Familiar melody, low grunts. Melody, grunts. Charlie was singing in the shower, a tune I knew I should be able to identify. He sung the bars with the tune on key, with that sweet lilt his voice has when he is not being asked to speak and to produce language on command.
That strain in his voice—-reflective of the tumult of worry-waves inside—was loud and clear as we drove home this evening. “Daddy bue blanket,” said Charlie. Remembering how me saying a few too many “green squishy ball‘s” two weeks ago had only stoked Charlie’s anxiety over getting home to find his favorite object, I only echoed Charlie once or twice.

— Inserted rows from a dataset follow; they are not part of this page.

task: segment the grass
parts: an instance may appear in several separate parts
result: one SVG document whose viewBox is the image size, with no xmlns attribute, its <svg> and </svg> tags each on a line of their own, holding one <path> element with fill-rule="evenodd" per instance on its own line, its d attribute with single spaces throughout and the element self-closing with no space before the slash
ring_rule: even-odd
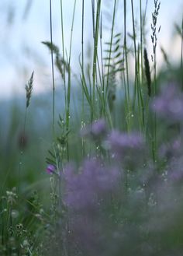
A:
<svg viewBox="0 0 183 256">
<path fill-rule="evenodd" d="M 150 39 L 145 33 L 148 1 L 144 6 L 139 1 L 139 16 L 133 0 L 129 13 L 126 0 L 109 2 L 108 14 L 104 12 L 107 4 L 102 1 L 90 4 L 90 58 L 85 54 L 88 17 L 82 1 L 80 72 L 75 75 L 71 59 L 78 4 L 74 0 L 71 6 L 66 45 L 68 31 L 60 0 L 61 41 L 57 46 L 53 40 L 50 1 L 50 40 L 43 41 L 51 56 L 52 102 L 46 113 L 50 117 L 39 119 L 34 114 L 32 72 L 26 86 L 25 107 L 19 109 L 19 118 L 23 119 L 19 144 L 15 142 L 6 151 L 1 146 L 0 254 L 181 255 L 182 23 L 177 25 L 181 64 L 174 68 L 167 65 L 164 72 L 157 68 L 160 1 L 154 2 Z M 122 30 L 117 26 L 120 8 Z M 106 24 L 108 38 L 103 37 Z M 163 48 L 162 53 L 167 63 Z M 60 95 L 56 70 L 63 83 Z M 50 92 L 48 97 L 50 102 Z M 61 107 L 57 107 L 60 102 Z M 44 106 L 40 109 L 43 110 Z M 20 122 L 12 110 L 9 140 Z M 45 130 L 40 127 L 40 145 L 38 128 L 45 121 Z M 38 123 L 37 131 L 33 122 Z M 2 141 L 6 143 L 2 136 Z"/>
</svg>

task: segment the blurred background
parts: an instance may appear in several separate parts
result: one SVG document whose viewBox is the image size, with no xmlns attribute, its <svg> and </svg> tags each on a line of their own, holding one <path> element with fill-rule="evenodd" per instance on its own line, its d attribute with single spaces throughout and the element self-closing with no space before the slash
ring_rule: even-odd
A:
<svg viewBox="0 0 183 256">
<path fill-rule="evenodd" d="M 136 26 L 140 12 L 139 1 L 135 2 Z M 52 2 L 53 41 L 61 48 L 60 0 Z M 102 4 L 105 12 L 110 10 L 111 0 Z M 150 23 L 154 1 L 142 1 L 147 6 L 147 49 L 152 54 Z M 77 0 L 74 18 L 71 67 L 73 73 L 79 73 L 79 54 L 81 51 L 81 5 Z M 64 29 L 66 51 L 69 51 L 74 0 L 63 0 Z M 157 65 L 161 70 L 164 48 L 170 61 L 180 62 L 181 38 L 176 30 L 182 20 L 182 0 L 161 0 L 157 27 L 161 26 L 157 42 Z M 116 30 L 123 33 L 123 1 L 118 6 Z M 92 37 L 92 1 L 85 3 L 85 51 L 87 52 Z M 130 2 L 127 6 L 128 33 L 132 34 Z M 0 172 L 4 186 L 16 185 L 19 153 L 23 149 L 23 181 L 25 186 L 45 174 L 45 158 L 51 146 L 51 61 L 48 49 L 41 42 L 50 40 L 50 3 L 45 0 L 0 1 Z M 105 30 L 103 41 L 108 40 Z M 29 108 L 23 149 L 20 141 L 25 114 L 25 84 L 34 70 L 33 94 Z M 72 85 L 75 86 L 75 84 Z M 56 108 L 60 113 L 64 107 L 63 85 L 56 73 Z M 74 102 L 73 107 L 76 102 Z"/>
</svg>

“Daddy bue bankett,” said Charlie, stern and insistent; I remembered driving home from the dentist a week and a half ago. He did not say any words, just noises, and then he was flailing all over the back seat. Driving home on a cold dark night, I preferred not for that to happen, especially as today had been a tough one for Charlie at school. He had cried in the morning, he had called for “California” and his grandparents (whose Cantonese names, Gong Gong and Po Po, Charlie used always to say when he was upset), he had calmed mid-morning, he had cried and moaned and clutched his stomach for a long while. His teacher called me as I sat grading Latin quizzes in my office: A bad stomachache? Too much greasy chicken last night? It was good to talk about it on the spot.
Charlie rode the bus home fine and had no qualms to go for a walk in the cold. He was quick as ever to get in the black car for a ride, but then his worry returned as we drove home.
I kept my hands on the steering wheel, the music playing, my own words few.
“DADDY BUE BANKETT.” (Perfectly clear, strain very evident.)
At least one of us could relax a bit more when we got off the highway and headed to our house. Charlie ran in. By the time I was inside, he was smiling and wearing his blanket like a cape around the house. He left it on his bed while showering, and singing.
Now in harmony, now a husky grunt, By the rivers of Babylon / where we sat down…..
Familiar melody, low grunts. Song then wail. Grin then grimace. Then the melody, again.
That’s how it is, one moment from the next, on any old Autismland day, a long series of call and response, of words from our mouths, and meditations in our hearts.